Carnegie Center friend, accomplished poet, former intern and upcoming CCLL instructor, Robert Campbell has agreed to share some of his work. Enjoy!

Lots
One wants to become a headlight
in the desert of impalpable dark.
What becomes of the neophyte,
flesh against flesh? They said to park


in the desert of impalpable dark,
the body a thing that fits cleanly between
flesh, against flesh. They said to park
there, on the left. They want to entwine


the body, a thing that fits cleanly in between.
One wants to glow behind the orange tape,
there, on the left. One wants to entwine
knower and known from lots six and eight.

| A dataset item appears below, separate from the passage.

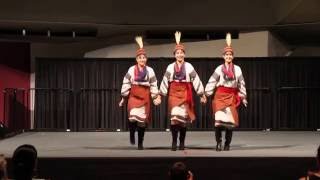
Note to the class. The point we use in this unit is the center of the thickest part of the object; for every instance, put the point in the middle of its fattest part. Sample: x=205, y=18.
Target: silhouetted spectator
x=312, y=175
x=3, y=168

One wants to glow behind the orange tape.
Meanwhile, they want you sexless as concrete,
nowhere, a no one from lots six and eight,
light licking shadow, yellow lines laid neat.


Skillet, Oil, Meat
My father’s mother, with those hands
that, at thirteen, hauled wood,
killed pigs, washed linens, paling
from the bleach, would set herself
to tilt skillets full of oil,
a circle of perfect dark
wider than a growing bulb,
smaller than the mouth’s hole.


She pruned hibiscus leaves
in her jet-black bathing suit,
sported the wig not for lack of hair,
but because, at the end of the day,
she could lay back, lift
the cumbersome load of curls
onto the manikin head staring back
from her vanity and sleep lighter,
tresses breathing in, out with
the bedroom window’s draft.


She stretched a bronzed arm
over the cement pots, tilted
the pitcher, watched water
tremble off the top,
then, to nourish the animate, pulled
chicken gizzards for the frying pan.


Hot oil rattles meat
almost as hard as grief.
The sizzle is not unlike
the dissolving body, bones
caved in under the weight of spirit,
smoke from burnt flesh, stygian hiss,
opaque when cooled, useful
for cornbread, pies, beans.


Song of White Noise
The hive is gone now;
the vacuum pounds complaint
at corners of a room.


I needed something to possess;
you needed possessions, but more,
someone calm to hold your hand


down the fluorescent aisles,
constructed other, flesh
of your flesh, voice of your device.


Now my voice will rise to you
from behind every automation.
Scan item. Validate pass. Hand me


your extracted cerebrum.

Look how I’ve grown exactly where
your old house used to be.


I’ll teach you how to count
your fingers into finger-bones,
a Sybil with mouths


all over, behind glass, wave-like,
my leaves encoded like a pollen
batting at your atmosphere.


Remember that tomorrow is the last day of National Poetry Month! Happy writing! Thank you again to Robert for sharing with us!